Instability Is Lurking in About Every Part of the World, Yet Markets Seem Not to Care

Instability Is Lurking in About Every Part of the World, Yet Markets Seem Not to Care

The world seems very fragile right now. In the past week, North Korea claimed its missiles could reach the United States, spurring some in Congress to run through the calculus of striking the rogue nation before it attacks us. Pakistani courts ruled against Nawaz Sharif, the sitting prime minister, thereby forcing him to resign; Venezuela created an authoritarian regime that started cracking down on opposition leaders; Polish citizens were marching in the streets to protest proposed changes to the judiciary; HBO announced it had been the victim of a cyber attack that had stolen proprietary information; Russia began seizing American property and evicting US diplomats; and White House turnover continued unabated. Oh, and Australian authorities stated they had thwarted a terrorist attempt to bring down a passenger aircraft. Last, but definitely not least, India and China flirted with military conflict over an unpaved road in a mountain pass in disputed territory in the Himalayan mountains.

And that was just in the past week!

Earlier in July, Brazil threw its ex-president Lula de Silva in prison, Saudi Arabia “reorganized” and installed the young and ambitious Mohammed bin Salman as Crown Prince, and Qatar’s airline was banned from flying in Egyptian, Saudi Arabian or Emirati airspace. Protests threatened instability in Morocco, Nigeria’s president Muhammadu Buhari has been absent for months, and South African president Jacob Zuma is facing a no-confidence vote this month.

Meanwhile, there are early warning signs that the world’s largest economy may be slowing. GM reported a 15% drop in US auto sales (with Ford and Chrysler also disappointing), and Fitch noted that credit card losses have been rising and recently hit a four-year high. And in an effort to address unemployment, Canada announced it’s experimenting with basic income programs. And China’s most recent manufacturing PMI came in below expectations, hinting at the possibility that China may be slowing down (although the country did just open a cinema on a disputed island in the South China Sea).

But despite these facts, financial markets have marched forward. Sure, corporate profits have been generally quite good, but does that justify today’s nonchalant attitude towards these risks? Just look at the CBOE Volatility Index (known among financial types as the “VIX”) hitting new lows. Believed by many to be a measure of fear among investors, the VIX recently fell below 10, a level rarely seen in the past few decades. The implication: investors are not generally worried.


Further, the investment community appears more willing to pay handsomely for the profits companies produce. Consider the cyclically-adjusted price-to-earnings ratio (aka the “CAPE” ratio), an admittedly imperfect, but useful, measure of valuation. The CAPE ratio recently crossed 30x, a level it rarely reaches.

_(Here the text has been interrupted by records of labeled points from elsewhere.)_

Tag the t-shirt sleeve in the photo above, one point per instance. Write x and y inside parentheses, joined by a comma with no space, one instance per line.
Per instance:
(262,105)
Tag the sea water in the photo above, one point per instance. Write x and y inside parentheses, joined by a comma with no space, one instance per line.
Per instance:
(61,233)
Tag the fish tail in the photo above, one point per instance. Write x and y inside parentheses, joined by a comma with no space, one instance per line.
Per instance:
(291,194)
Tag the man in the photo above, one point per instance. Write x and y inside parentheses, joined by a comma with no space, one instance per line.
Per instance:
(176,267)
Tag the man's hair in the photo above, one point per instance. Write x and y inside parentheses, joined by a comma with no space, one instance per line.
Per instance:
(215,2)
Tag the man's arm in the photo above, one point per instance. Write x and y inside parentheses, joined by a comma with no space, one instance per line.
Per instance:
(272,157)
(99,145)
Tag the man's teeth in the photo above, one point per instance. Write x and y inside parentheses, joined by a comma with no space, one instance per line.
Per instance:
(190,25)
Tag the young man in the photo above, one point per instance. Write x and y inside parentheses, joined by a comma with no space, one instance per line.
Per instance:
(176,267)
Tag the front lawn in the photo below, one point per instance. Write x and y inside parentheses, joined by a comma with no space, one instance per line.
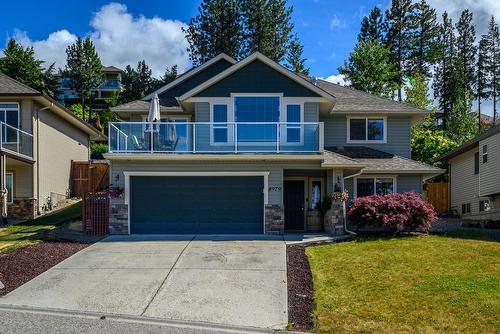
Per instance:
(422,284)
(33,231)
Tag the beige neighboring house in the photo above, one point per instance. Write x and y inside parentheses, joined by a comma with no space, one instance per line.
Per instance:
(474,171)
(39,138)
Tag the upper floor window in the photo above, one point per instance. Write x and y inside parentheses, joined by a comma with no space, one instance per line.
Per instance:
(366,129)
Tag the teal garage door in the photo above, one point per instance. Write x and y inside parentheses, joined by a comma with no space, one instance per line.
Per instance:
(196,204)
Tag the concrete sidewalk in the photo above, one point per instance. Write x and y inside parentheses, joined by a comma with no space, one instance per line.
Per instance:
(233,280)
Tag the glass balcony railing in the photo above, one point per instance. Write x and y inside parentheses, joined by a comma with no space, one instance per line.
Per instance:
(16,141)
(199,137)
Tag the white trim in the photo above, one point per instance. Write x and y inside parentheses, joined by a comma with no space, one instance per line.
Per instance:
(266,61)
(366,118)
(375,177)
(190,73)
(265,189)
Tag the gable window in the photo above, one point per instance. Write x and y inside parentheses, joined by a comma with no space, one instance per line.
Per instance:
(256,109)
(485,154)
(476,163)
(9,114)
(366,129)
(293,118)
(366,186)
(219,118)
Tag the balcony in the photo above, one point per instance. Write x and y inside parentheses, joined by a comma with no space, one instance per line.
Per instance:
(201,137)
(15,141)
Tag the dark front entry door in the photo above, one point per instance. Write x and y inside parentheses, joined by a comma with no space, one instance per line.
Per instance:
(293,198)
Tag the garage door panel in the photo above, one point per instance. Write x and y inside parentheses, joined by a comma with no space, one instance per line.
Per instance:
(196,204)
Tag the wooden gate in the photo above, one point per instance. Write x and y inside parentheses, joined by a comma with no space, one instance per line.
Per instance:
(88,177)
(96,213)
(437,195)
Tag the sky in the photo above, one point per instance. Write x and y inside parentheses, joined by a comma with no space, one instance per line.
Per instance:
(127,31)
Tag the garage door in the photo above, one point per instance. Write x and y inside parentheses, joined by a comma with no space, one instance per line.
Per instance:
(196,204)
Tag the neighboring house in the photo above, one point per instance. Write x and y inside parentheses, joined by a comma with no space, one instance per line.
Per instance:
(112,85)
(39,138)
(250,147)
(474,170)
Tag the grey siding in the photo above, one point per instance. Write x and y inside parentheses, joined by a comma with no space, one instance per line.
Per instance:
(398,134)
(256,77)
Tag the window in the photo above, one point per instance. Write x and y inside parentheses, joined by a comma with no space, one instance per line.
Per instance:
(9,114)
(220,123)
(9,185)
(484,205)
(476,163)
(366,129)
(366,186)
(293,116)
(257,109)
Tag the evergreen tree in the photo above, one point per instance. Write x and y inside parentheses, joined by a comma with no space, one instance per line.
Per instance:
(466,52)
(370,69)
(400,28)
(445,87)
(216,29)
(492,41)
(83,68)
(372,27)
(268,27)
(481,76)
(425,39)
(20,64)
(294,59)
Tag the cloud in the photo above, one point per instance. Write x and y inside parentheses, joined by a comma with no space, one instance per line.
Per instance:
(482,11)
(120,39)
(336,78)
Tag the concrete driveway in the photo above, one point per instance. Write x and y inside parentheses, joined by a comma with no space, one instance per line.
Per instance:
(235,281)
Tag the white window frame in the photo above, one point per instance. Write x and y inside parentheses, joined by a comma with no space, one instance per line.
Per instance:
(366,141)
(18,118)
(375,177)
(11,193)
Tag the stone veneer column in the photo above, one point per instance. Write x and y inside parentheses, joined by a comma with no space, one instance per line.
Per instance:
(274,219)
(118,218)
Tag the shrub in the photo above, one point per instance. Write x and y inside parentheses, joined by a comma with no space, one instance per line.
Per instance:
(395,212)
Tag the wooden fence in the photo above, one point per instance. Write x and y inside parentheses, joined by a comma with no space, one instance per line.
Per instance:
(96,213)
(437,195)
(88,177)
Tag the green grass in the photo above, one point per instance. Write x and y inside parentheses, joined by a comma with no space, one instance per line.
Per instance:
(425,284)
(38,229)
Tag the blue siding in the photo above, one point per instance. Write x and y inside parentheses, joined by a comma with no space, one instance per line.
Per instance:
(398,134)
(256,77)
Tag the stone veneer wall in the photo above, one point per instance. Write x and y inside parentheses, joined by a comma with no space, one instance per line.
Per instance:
(118,218)
(22,208)
(274,219)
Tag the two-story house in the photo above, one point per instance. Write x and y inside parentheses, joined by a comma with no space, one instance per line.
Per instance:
(474,170)
(250,147)
(39,138)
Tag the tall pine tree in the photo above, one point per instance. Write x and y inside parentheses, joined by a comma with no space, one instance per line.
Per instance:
(372,27)
(400,28)
(216,29)
(466,53)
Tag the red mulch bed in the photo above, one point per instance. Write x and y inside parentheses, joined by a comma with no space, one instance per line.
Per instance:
(300,288)
(25,263)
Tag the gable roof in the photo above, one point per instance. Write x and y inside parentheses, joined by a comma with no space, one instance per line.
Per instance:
(470,144)
(12,87)
(353,100)
(190,73)
(258,56)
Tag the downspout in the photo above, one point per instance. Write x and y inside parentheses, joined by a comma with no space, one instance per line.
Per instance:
(343,189)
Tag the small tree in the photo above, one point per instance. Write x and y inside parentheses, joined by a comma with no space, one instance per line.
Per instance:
(369,69)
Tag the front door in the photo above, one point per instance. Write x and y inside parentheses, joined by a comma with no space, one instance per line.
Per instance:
(293,198)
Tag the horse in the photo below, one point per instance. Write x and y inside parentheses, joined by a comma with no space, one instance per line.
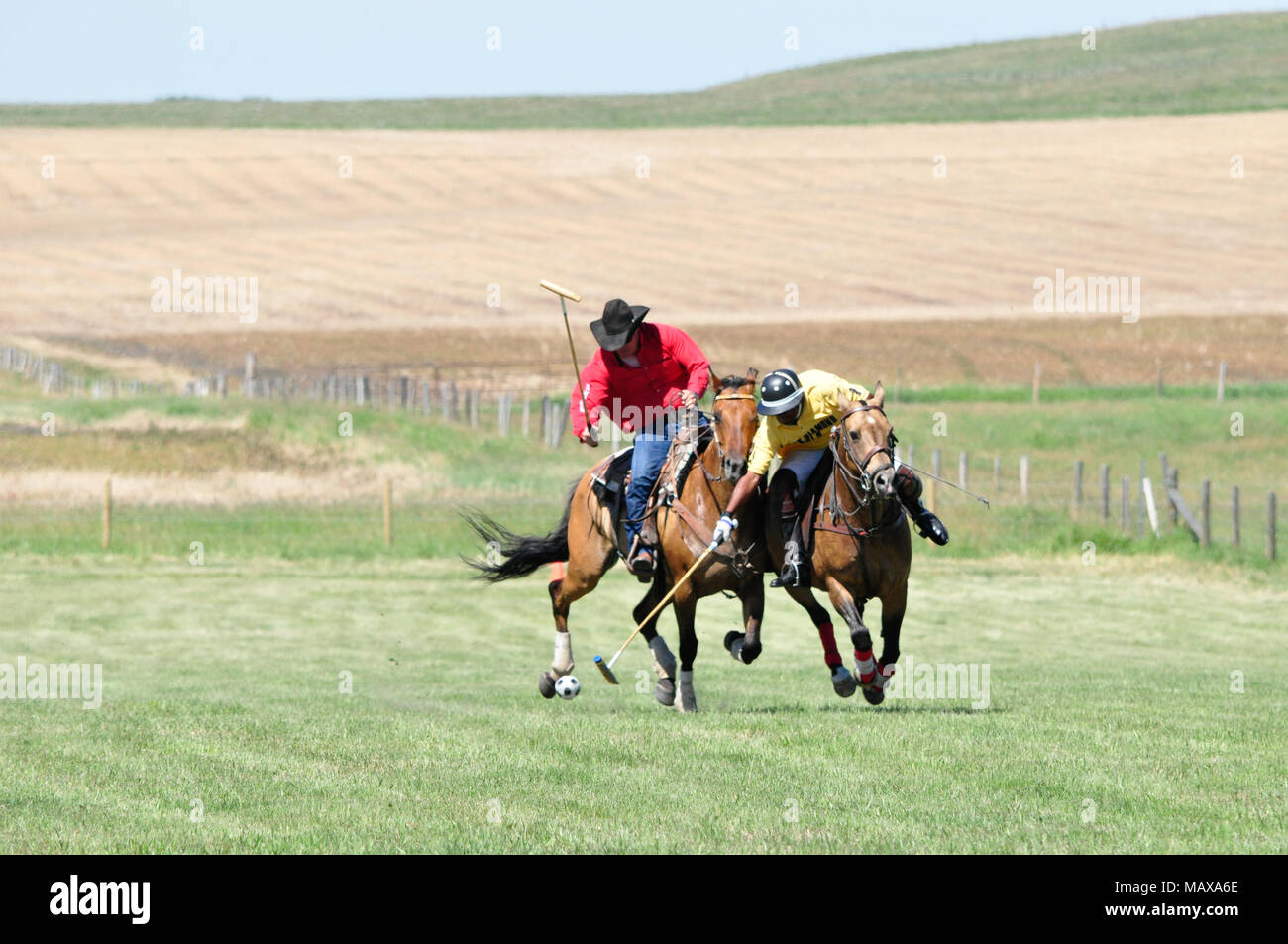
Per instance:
(687,523)
(585,537)
(862,548)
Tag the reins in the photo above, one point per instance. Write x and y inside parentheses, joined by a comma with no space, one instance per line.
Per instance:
(858,481)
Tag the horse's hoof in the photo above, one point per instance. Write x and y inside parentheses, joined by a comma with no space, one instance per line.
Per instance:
(546,684)
(844,682)
(688,700)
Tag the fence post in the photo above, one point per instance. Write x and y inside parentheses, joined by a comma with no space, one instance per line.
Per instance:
(502,412)
(107,514)
(1206,513)
(1140,501)
(1270,526)
(1173,483)
(1235,539)
(1104,492)
(1126,507)
(389,513)
(1150,509)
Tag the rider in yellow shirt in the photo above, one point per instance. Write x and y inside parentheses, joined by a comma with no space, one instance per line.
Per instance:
(800,413)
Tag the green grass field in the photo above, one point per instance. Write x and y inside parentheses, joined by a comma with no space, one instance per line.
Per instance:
(1109,682)
(1109,685)
(523,483)
(1175,67)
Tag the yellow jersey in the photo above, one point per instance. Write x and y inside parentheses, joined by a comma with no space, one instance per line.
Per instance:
(819,412)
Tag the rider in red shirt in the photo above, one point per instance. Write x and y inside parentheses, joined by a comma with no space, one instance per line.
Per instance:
(643,374)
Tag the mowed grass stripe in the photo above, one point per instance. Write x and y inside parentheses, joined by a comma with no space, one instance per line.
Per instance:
(222,686)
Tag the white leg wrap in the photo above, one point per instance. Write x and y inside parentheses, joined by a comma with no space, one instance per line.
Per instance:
(662,659)
(562,662)
(687,700)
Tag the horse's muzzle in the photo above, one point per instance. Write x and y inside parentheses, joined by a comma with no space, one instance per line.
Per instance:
(733,469)
(884,481)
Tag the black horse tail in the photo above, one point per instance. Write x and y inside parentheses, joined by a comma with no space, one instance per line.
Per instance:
(516,556)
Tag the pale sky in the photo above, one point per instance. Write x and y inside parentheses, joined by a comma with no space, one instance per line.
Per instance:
(137,51)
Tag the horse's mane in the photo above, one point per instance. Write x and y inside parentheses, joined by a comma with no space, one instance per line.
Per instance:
(733,381)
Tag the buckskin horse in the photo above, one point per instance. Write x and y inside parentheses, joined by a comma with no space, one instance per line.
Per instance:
(589,539)
(862,549)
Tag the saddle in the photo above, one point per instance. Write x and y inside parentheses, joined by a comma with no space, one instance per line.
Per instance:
(815,504)
(688,445)
(609,480)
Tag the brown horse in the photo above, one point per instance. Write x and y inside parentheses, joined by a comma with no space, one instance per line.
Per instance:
(585,539)
(862,549)
(686,528)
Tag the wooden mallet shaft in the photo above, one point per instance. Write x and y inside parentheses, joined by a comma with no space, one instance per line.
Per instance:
(606,668)
(576,365)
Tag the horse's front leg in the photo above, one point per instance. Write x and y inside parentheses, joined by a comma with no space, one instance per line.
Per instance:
(686,604)
(745,646)
(892,620)
(851,610)
(842,682)
(664,662)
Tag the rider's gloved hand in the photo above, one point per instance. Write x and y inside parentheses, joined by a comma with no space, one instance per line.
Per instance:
(724,530)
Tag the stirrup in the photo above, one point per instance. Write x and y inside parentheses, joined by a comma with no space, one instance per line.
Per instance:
(789,577)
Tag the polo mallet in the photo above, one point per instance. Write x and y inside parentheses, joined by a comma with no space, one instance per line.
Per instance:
(576,365)
(606,668)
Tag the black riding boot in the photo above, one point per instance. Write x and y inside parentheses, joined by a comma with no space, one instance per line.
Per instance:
(795,572)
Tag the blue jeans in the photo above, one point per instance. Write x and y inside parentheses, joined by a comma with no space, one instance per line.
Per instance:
(651,449)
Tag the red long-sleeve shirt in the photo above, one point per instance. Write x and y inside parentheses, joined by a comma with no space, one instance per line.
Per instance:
(670,362)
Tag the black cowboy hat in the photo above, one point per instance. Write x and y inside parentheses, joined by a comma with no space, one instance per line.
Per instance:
(617,325)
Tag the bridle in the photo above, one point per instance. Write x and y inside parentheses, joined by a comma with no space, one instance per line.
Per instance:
(859,481)
(715,430)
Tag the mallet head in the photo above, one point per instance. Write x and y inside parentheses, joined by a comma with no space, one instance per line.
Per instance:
(608,673)
(558,290)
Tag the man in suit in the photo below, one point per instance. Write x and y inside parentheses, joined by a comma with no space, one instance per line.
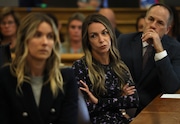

And lastly, we have notable exuberance driving a formidable crypto-currency bubble, eloquently and persuasively documented by Laura Shin in a recent Forbes piece entitled “The Emperor’s New Coins.” Further, according to Coincap, there are currently more than 600 digital coins that in aggregate are supposedly worth more than $100 billion. And while blockchain technology will likely disrupt many businesses in the years to come, Shin’s article sheds light on the alarming speculative instincts that are thriving in the crypto-coin domain. If you haven’t read her article, I encourage you to do so.

So what am I missing?

The world seems to be precariously balanced on the edge, with instability lurking in almost every region of the globe, but financial markets seem not to care. Speculative instincts are running high and valuations today leave little margin of safety. It reminds of the 1980s song “It’s The End of The World As We Know It (and I Feel Fine)” by REM.

But surely there is a reason for the seeming disconnect, no?

Might it be the devout faith in market efficiency? Could it be that the developments I’ve mentioned are fully factored-in to market prices? Might it be the powerful and undying love of passive investing that has led to a world in which more and more money is doing less and less analysis? Or does the explanation lie, as eloquently noted by Keynes ("Worldly wisdom teaches that it is better for reputation to fail conventionally than to succeed unconventionally"), in the risk-averse career-driven decision making of those controlling financial assets? Or perhaps, to use four words that makes anyone who thinks of bubbles shudder, it’s different this time?